■安定供給可能な薬価制度を
日本ジェネリック製薬協会は5月29日、都内で総会を開き、澤井光郎氏(沢井製薬社長)を新会長に選任した。任期は2年。2020年9月のジェネリック医薬品(GE薬)数量シェア80%達成を見据える大事な時期でのトップ交代となった。澤井氏は、総会後の記者会見で、4月から実施された薬価制度の抜本改革により、「GE薬業界は全くこの先を予見することができない状況に陥っている」との認識を示し、「数量シェア80%達成以降、そして100年後にも日本品質のGE薬を安定供給し続けるために、何をなすべきかを問い直す時期だ」と、GE薬の安定供給の確保に向けた決意を語った。
澤井氏は、新会長として、▽GE薬数量シェア80%の達成に向けたGE薬の普及活動▽GE薬を持続的に安定供給できる薬価制度の実現▽環境激変に伴う「GE医薬品産業ビジョン」の改定と政策の提言――の三つを基本方針に掲げた。

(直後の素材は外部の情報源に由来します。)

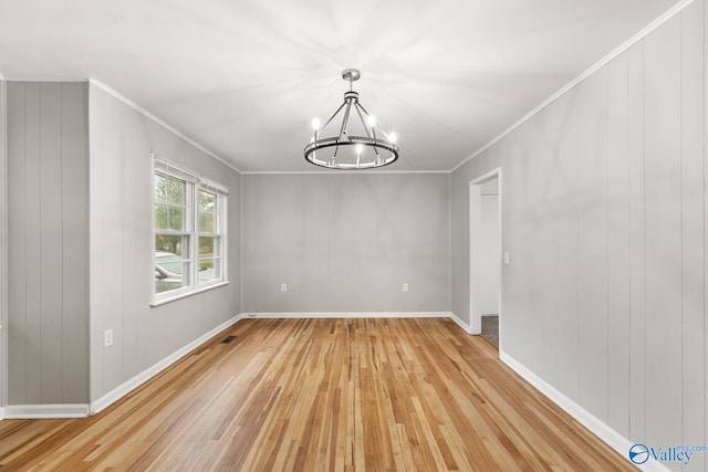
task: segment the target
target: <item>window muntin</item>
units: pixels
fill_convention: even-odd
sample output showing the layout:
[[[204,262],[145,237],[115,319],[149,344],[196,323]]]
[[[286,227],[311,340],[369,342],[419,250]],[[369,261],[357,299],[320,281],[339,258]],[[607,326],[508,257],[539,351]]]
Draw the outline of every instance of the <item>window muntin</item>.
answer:
[[[158,159],[154,183],[154,302],[226,282],[226,189]]]

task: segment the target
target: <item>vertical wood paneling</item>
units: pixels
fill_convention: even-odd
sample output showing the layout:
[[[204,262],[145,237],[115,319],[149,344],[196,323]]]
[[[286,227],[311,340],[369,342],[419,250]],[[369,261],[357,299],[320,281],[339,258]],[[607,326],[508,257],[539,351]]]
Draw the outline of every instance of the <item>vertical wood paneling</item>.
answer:
[[[681,437],[680,18],[645,39],[646,440]]]
[[[607,65],[607,423],[629,433],[627,56]]]
[[[238,214],[232,210],[241,201],[238,172],[95,84],[88,95],[90,401],[95,401],[240,312],[239,277],[231,277],[238,265],[229,268],[231,283],[225,286],[150,306],[153,208],[144,204],[154,191],[150,150],[228,187],[230,216]],[[229,260],[238,262],[240,225],[233,218],[228,223]],[[107,348],[105,328],[114,329]]]
[[[558,388],[579,401],[577,354],[577,91],[558,102],[562,111],[555,161],[558,202],[555,272],[558,277]]]
[[[88,399],[85,90],[9,87],[10,405]]]
[[[629,160],[629,439],[646,433],[646,260],[644,202],[644,43],[627,51]]]
[[[62,84],[62,402],[88,401],[88,102]]]
[[[681,22],[681,252],[683,443],[705,443],[704,371],[704,4],[694,2]],[[705,454],[691,459],[702,469]]]
[[[448,185],[444,175],[247,176],[244,311],[449,311]]]
[[[581,405],[607,420],[607,82],[606,67],[580,85],[579,375]]]
[[[60,83],[40,85],[41,403],[61,403],[62,394],[62,294],[64,280],[62,277],[61,102]]]
[[[90,397],[94,401],[104,392],[103,386],[103,306],[105,290],[103,271],[104,258],[104,222],[106,217],[103,197],[104,162],[103,155],[103,108],[104,94],[94,86],[88,87],[88,313],[90,313],[90,352],[91,371]],[[107,390],[106,390],[107,391]]]
[[[101,306],[102,329],[113,329],[114,344],[104,350],[104,388],[108,390],[121,385],[123,376],[123,310],[124,310],[124,172],[122,158],[122,119],[123,104],[107,101],[103,107],[103,126],[112,129],[103,137],[103,241],[104,263],[101,276],[104,305]],[[103,339],[103,333],[101,334]]]
[[[8,101],[0,76],[0,405],[8,405]]]
[[[8,405],[25,402],[27,228],[24,84],[8,84]]]
[[[25,197],[25,264],[27,264],[27,312],[25,336],[40,336],[41,325],[41,203],[42,185],[40,181],[40,85],[27,84],[25,87],[25,133],[24,133],[24,197]],[[30,335],[32,333],[32,335]],[[41,348],[42,343],[29,339],[25,343],[27,394],[25,402],[41,403]]]

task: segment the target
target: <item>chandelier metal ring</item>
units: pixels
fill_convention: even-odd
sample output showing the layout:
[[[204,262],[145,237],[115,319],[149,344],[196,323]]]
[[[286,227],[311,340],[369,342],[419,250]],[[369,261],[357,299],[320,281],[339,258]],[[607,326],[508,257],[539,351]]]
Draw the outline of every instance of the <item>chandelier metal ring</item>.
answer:
[[[376,119],[358,102],[358,93],[352,90],[352,83],[361,77],[356,69],[346,69],[342,78],[350,82],[350,91],[344,93],[344,103],[320,127],[313,120],[314,134],[304,148],[305,159],[320,167],[341,170],[372,169],[388,166],[398,159],[398,146],[394,133],[386,133],[376,124]],[[337,126],[339,133],[323,137],[324,130],[343,112]],[[356,116],[358,120],[350,117]]]

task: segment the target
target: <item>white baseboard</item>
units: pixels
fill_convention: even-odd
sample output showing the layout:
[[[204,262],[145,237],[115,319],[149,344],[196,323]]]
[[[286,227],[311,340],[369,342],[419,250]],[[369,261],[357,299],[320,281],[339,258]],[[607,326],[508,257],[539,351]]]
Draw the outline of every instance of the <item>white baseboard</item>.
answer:
[[[509,356],[507,353],[499,352],[499,358],[509,366],[512,370],[523,377],[529,384],[535,387],[541,394],[545,395],[550,398],[555,405],[561,407],[565,412],[568,412],[571,417],[575,418],[581,424],[591,430],[595,436],[597,436],[601,440],[603,440],[607,445],[617,451],[623,458],[626,459],[627,463],[629,462],[627,457],[629,452],[629,448],[633,445],[633,442],[620,434],[614,429],[610,428],[602,420],[595,418],[591,412],[585,410],[583,407],[568,398],[565,395],[561,394],[553,386],[548,384],[541,377],[533,374],[527,367],[524,367],[521,363],[516,360],[513,357]],[[655,461],[654,459],[649,459],[648,462],[636,465],[643,471],[652,471],[652,472],[667,472],[669,471],[663,463]]]
[[[85,418],[88,405],[8,405],[6,419]]]
[[[472,328],[470,325],[468,325],[467,323],[465,323],[459,316],[457,316],[455,313],[450,313],[450,319],[452,319],[455,323],[457,323],[457,325],[459,327],[461,327],[462,329],[465,329],[465,333],[467,334],[472,334]]]
[[[251,312],[247,318],[447,318],[449,312]]]
[[[174,363],[176,363],[177,360],[179,360],[180,358],[183,358],[184,356],[189,354],[191,350],[194,350],[197,347],[201,346],[204,343],[206,343],[207,340],[211,339],[214,336],[216,336],[217,334],[219,334],[223,329],[228,328],[229,326],[236,324],[239,319],[242,319],[243,317],[244,316],[241,313],[239,315],[236,315],[231,319],[228,319],[228,321],[221,323],[219,326],[217,326],[214,329],[209,331],[208,333],[199,336],[197,339],[192,340],[188,345],[177,349],[176,352],[174,352],[169,356],[165,357],[163,360],[160,360],[157,364],[153,365],[152,367],[148,367],[147,369],[143,370],[142,373],[139,373],[138,375],[133,377],[132,379],[129,379],[129,380],[123,382],[122,385],[117,386],[116,388],[114,388],[113,390],[111,390],[110,392],[104,395],[103,397],[98,398],[96,401],[92,402],[88,413],[90,415],[96,415],[96,413],[103,411],[104,409],[106,409],[107,407],[110,407],[111,405],[113,405],[114,402],[119,400],[121,398],[125,397],[128,392],[131,392],[132,390],[136,389],[140,385],[145,384],[147,380],[149,380],[150,378],[155,377],[160,371],[165,370],[167,367],[169,367],[170,365],[173,365]]]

現在のGE薬メーカーを取り巻く事業環境について、GE薬収載後10年が経過した長期収載品の薬価を引き下げる新ルール「G1」「G2」が新設されたことで、「GE薬への置き換えが進むのか、足踏みするのか、GE薬の増産体制を進めるべきなのか、現状維持でいくのか、予見が難しくなった」と語った。さらに、GE薬シェアが20年9月に80%へと到達した場合、これまでの年15%近い数量増が8%まで鈍化することや、新薬の枯渇や毎年薬価改定などが重なると、「仮にこれまでと同じように二桁改定が行われると、金額ベースではGE薬市場はマイナス成長の時期に転じる」と厳しい状況を予測する。

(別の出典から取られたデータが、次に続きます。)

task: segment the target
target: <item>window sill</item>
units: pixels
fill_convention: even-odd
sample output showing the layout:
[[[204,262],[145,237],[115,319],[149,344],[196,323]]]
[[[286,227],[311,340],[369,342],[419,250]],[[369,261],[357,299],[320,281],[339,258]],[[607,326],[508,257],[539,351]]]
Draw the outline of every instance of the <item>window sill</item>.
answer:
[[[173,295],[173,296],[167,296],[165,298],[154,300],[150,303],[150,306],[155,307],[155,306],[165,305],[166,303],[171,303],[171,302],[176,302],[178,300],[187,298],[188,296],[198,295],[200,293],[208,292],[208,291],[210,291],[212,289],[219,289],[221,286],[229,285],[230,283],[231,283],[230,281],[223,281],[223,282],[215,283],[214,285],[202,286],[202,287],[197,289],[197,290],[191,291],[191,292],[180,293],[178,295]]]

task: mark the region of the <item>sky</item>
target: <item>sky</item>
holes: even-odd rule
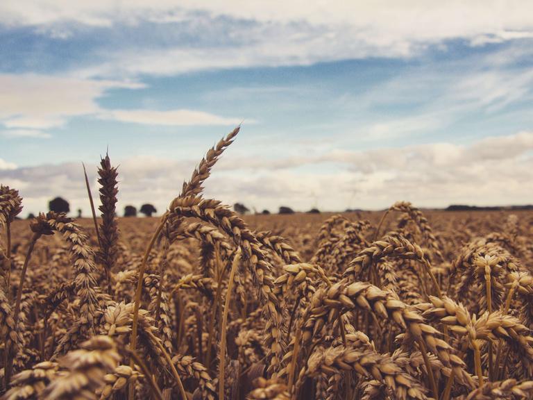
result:
[[[251,209],[533,203],[533,2],[0,2],[0,183],[162,212],[242,124],[205,196]]]

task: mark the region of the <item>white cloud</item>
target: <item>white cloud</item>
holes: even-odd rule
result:
[[[35,129],[10,129],[0,131],[0,135],[7,138],[37,138],[40,139],[48,139],[51,137],[49,133]]]
[[[314,206],[378,209],[400,199],[425,207],[529,203],[532,151],[533,132],[524,131],[468,145],[337,149],[280,159],[273,162],[272,160],[253,154],[239,158],[233,153],[215,167],[205,196],[273,210],[280,205],[301,210]],[[145,202],[164,210],[197,162],[152,156],[114,161],[119,165],[119,212],[126,204]],[[95,171],[96,165],[88,168],[93,192],[97,190]],[[88,211],[83,171],[77,163],[4,169],[0,182],[20,189],[28,212],[45,209],[47,200],[56,195],[69,200],[71,209]]]
[[[99,117],[149,125],[238,125],[242,122],[193,110],[111,110],[101,112]]]
[[[97,103],[109,89],[144,88],[133,82],[0,74],[0,123],[8,128],[1,133],[5,136],[48,138],[43,131],[81,115],[151,125],[236,125],[242,121],[193,110],[106,110]]]
[[[8,128],[49,129],[100,110],[96,98],[112,88],[138,83],[37,74],[0,74],[0,122]]]
[[[2,169],[15,169],[17,168],[17,164],[14,162],[9,162],[5,160],[0,158],[0,170]]]
[[[144,42],[133,49],[99,51],[94,65],[85,62],[76,67],[84,76],[112,77],[258,65],[306,65],[367,57],[405,58],[428,45],[455,39],[464,39],[473,46],[528,40],[533,37],[532,15],[533,3],[527,0],[511,4],[503,0],[293,0],[282,4],[260,0],[186,0],[178,7],[171,0],[136,0],[120,5],[106,0],[0,3],[0,24],[37,27],[37,32],[62,40],[74,35],[72,26],[78,24],[112,28],[139,26],[148,21],[176,29],[173,23],[186,22],[189,28],[205,25],[198,31],[193,28],[193,34],[207,38],[212,33],[211,25],[227,25],[219,30],[223,34],[216,31],[222,35],[219,40],[208,40],[207,44],[171,38],[162,41],[164,46],[160,40],[153,45]],[[146,40],[150,40],[149,35]]]

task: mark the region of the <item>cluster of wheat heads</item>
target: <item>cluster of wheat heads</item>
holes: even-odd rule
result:
[[[203,197],[238,132],[155,226],[119,224],[107,156],[90,224],[15,222],[22,199],[0,187],[1,399],[533,397],[530,217],[432,227],[398,202],[379,222],[252,228]]]

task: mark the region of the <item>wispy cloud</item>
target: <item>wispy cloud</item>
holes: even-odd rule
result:
[[[275,168],[266,158],[233,155],[217,165],[205,195],[229,204],[243,201],[271,210],[282,202],[303,210],[315,205],[328,210],[376,209],[400,199],[425,207],[524,203],[531,201],[532,150],[533,132],[520,132],[467,145],[439,142],[363,151],[337,149],[315,156],[280,159]],[[119,206],[149,201],[164,210],[196,162],[153,156],[117,160]],[[6,165],[10,169],[0,172],[0,180],[21,190],[28,211],[44,209],[46,199],[56,195],[71,201],[72,209],[87,209],[79,164]],[[90,180],[96,190],[94,172]],[[331,196],[333,192],[335,196]]]
[[[98,103],[109,90],[145,87],[135,82],[3,74],[0,75],[0,123],[8,128],[1,134],[12,138],[49,138],[51,134],[44,131],[62,127],[69,119],[84,115],[147,125],[223,126],[242,121],[194,110],[108,110]]]
[[[49,133],[36,129],[8,129],[0,131],[0,135],[6,138],[35,138],[39,139],[49,139],[51,137]]]
[[[14,162],[8,162],[5,160],[0,158],[0,170],[2,169],[15,169],[17,168],[17,164]]]
[[[101,112],[99,117],[147,125],[237,125],[242,122],[242,119],[226,118],[193,110],[110,110]]]

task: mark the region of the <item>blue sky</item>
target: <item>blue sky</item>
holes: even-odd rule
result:
[[[528,1],[0,3],[0,181],[162,211],[242,122],[206,196],[258,210],[532,203]]]

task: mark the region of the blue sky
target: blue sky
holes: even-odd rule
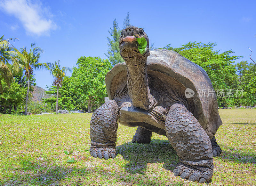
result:
[[[129,12],[130,23],[144,28],[155,47],[215,42],[221,52],[243,56],[238,62],[250,60],[248,47],[256,60],[255,7],[255,0],[0,0],[0,35],[19,38],[13,43],[18,49],[36,43],[44,51],[40,62],[73,68],[81,56],[107,59],[108,30],[115,18],[122,27]],[[52,84],[49,72],[35,74],[38,86]]]

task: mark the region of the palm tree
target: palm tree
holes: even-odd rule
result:
[[[62,86],[62,82],[64,77],[66,76],[65,72],[69,71],[71,72],[71,68],[68,67],[61,67],[60,65],[60,60],[58,62],[55,61],[54,63],[47,63],[47,64],[51,74],[55,79],[53,84],[57,87],[57,95],[56,100],[56,114],[58,114],[58,99],[59,99],[59,87]]]
[[[45,63],[39,63],[40,58],[40,53],[43,52],[43,51],[39,47],[36,47],[35,43],[31,44],[30,51],[28,53],[26,47],[21,49],[21,53],[22,58],[20,61],[20,66],[25,71],[25,75],[28,78],[28,90],[26,97],[26,106],[25,108],[25,115],[27,115],[28,110],[28,100],[29,92],[29,78],[30,76],[33,74],[34,69],[49,69],[48,65]]]
[[[5,39],[4,35],[0,38],[0,79],[2,77],[7,85],[13,80],[12,70],[14,72],[19,70],[20,59],[23,59],[22,55],[16,48],[10,44],[10,40],[18,39],[17,38],[10,38]],[[10,65],[9,62],[12,63]],[[10,69],[11,67],[12,69]],[[3,87],[0,81],[0,92],[3,93]]]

特に安定供給への対応に向けては、薬価制度の是正が必要と主張。海外では製薬大手がGE薬事業から撤退する中、より原価率が高く収益性が低い国内GE薬メーカーには、「厳しい事業環境にある」と説明。価格帯の集約についても、「会員以外の企業では価格を下げてシェア拡大を図るところもあり、まじめに取り組んでいる企業の薬価が実勢価格以上に下がり、安定供給に重きを置かない企業の薬価は実勢価格より高くなるという価格帯制度が抱える問題が、マイナス成長に入っていく今後のGE薬業界に大きな影響を与える」と懸念を示した。
一方、GE薬の産業ビジョンについては、「ビジョン策定時にはG1、G2の導入や長期収載品の撤退などを予見していなかった」とし、任期中に改訂作業に着手する考えだ。
副会長には、角田礼昭氏(共和薬品工業社長)、高田浩樹氏(高田製薬社長)、吉田逸郎氏(東和薬品社長)、田村友一氏(日医工社長)が選任された。